Cuando salgo de mi casa y veo el mundo, asombrado constantemente me pregunto, ¿y que hacen todas esas personas exitosas en la tierra, para ganarse tesoros en los cielos? Y de inmediato, estupefacto me percato que no hacen NADA. La biblia enseña que cuando hicimos algo para Dios debemos decir que siervos inútiles somos porque solo estábamos haciendo lo que Dios nos mandó, por ende, pues porque le seguimos. ¿Cómo podrán decir esto los que no hacen nada para Dios, si ni siquiera le siguen?
¿Merece un gran actor entrar al reino de los cielos solo por ser un gran actor admirado por multitudes? NO.
¿Merece entrar en el cielo una mujer talentosa en un deporte, por cierto, reconocidamente famosa por haber ganado muchos campeonatos y muchos millones? NO.
¿Merecen el cielo los padres buenos y trabajadores, responsables con sus hijos y la sociedad, solo por haber hecho aquel mínimo? NO.
¿Merece el cielo cualquier pecador que obedezca lo que Jesús manda, y haga todo y casa cosas que Dios le pida que haga por él, por cierto, obras de amor? SI.
Indudablemente, hay personas que son pobres para con Dios, y hay otras que son ricas para con Dios, y pobres para con los hombres.
Cuando me percato de esta realidad, por nada del mundo cambiaría mi vida con la de un rico, por nada del mundo vendo mi verdad, mi ministerio, mis pruebas y dificultades, pobrezas que pueda sufrir por continuar siguiendo a Jesús que ganar el mundo. Si quiero éxito en la tierra, pero estoy consciente que, si él quiere, me lo puede dar y si no quiere, lo acepto. Soy peregrino y extranjero y mi patria celestial que está más allá del sol, me espera, la nueva Jerusalén me espera, debo seguir en la barca, en la tormenta, hasta que mi Cristo calme al viento, las aguas y la tempestad.
Por esto, él nos amó primero, para que tengamos confianza en el día del juicio, no iremos a condenación, así como él fue en la tierra, así somos nosotros, transparentes con él.
¿Qué es la impresión que te deja Jesús cuando vas a estar con él en tu hora quieta? ¿Cómo sales viéndolo a él? ¿Cómo sales viendo a tu prójimo? Debemos ver con ver como Jesús mira, con el lente del amor. Debemos amar a incondicionalmente a los demás, así como Jesús nos ama. Debemos sustentar, porque el amor sustenta, debemos perseverar en el amor de Cristo, debemos amar de corazón.

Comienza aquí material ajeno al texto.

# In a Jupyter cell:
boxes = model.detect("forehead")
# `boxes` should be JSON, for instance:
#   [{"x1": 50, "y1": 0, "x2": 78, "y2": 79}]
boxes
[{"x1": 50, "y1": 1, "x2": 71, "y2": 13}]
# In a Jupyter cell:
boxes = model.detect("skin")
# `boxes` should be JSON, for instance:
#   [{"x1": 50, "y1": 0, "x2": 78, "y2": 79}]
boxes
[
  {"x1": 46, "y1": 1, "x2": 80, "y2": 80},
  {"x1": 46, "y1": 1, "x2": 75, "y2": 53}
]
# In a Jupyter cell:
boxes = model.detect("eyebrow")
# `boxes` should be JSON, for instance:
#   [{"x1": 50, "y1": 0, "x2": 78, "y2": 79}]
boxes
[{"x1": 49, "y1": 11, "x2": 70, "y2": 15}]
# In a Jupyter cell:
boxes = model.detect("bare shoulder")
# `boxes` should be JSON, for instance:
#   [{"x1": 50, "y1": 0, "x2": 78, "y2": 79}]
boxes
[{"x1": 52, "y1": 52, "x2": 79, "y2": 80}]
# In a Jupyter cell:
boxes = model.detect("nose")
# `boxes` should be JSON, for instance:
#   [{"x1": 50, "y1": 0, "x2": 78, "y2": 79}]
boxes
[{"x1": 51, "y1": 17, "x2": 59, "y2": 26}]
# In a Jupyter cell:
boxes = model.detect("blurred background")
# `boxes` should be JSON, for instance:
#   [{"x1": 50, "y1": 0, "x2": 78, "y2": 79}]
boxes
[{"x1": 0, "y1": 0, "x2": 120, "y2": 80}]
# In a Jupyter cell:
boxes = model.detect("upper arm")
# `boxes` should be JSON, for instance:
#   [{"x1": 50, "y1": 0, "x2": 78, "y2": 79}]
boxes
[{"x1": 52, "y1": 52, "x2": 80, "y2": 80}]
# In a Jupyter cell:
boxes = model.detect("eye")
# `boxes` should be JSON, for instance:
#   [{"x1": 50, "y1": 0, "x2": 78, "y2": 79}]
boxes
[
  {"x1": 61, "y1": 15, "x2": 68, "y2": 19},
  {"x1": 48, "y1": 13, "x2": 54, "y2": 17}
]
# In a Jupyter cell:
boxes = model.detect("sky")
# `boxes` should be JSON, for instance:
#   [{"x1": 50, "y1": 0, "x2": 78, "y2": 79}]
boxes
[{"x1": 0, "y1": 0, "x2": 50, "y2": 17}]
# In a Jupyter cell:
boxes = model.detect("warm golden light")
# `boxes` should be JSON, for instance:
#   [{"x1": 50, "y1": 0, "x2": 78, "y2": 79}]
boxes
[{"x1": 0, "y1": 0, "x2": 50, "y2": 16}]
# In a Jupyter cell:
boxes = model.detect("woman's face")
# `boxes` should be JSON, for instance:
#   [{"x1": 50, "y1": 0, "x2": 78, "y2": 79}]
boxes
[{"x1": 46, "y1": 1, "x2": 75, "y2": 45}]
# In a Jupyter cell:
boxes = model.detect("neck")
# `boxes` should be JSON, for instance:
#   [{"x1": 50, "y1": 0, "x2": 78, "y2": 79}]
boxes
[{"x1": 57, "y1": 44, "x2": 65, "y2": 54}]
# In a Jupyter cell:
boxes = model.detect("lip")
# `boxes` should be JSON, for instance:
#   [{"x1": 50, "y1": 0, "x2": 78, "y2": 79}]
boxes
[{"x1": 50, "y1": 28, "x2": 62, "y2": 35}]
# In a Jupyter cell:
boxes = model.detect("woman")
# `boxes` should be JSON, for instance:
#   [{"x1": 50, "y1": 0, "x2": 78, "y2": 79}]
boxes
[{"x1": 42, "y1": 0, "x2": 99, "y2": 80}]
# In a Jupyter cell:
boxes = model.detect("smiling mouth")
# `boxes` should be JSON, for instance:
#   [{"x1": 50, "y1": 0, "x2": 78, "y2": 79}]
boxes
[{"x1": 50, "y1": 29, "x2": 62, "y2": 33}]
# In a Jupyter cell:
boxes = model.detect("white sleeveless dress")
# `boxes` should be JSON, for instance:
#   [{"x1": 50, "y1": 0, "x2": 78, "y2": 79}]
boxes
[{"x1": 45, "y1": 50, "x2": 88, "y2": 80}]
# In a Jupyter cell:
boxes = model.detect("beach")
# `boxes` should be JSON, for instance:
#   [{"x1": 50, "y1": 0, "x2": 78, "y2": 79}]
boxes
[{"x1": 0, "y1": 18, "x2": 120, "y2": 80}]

Vamos a orar en primera persona:
Padre gracias por tu amor incomparable, inagotable e irresistible, para conmigo. Gracias por haber decidido amarme hasta y estar conmigo hasta el fin. Gracias por enseñarme a ser como tú, y que debo amar sobre todas las cosas, gracias por hacerme cada día más como tú eres. En el nombre de Jesús. Amén y amén.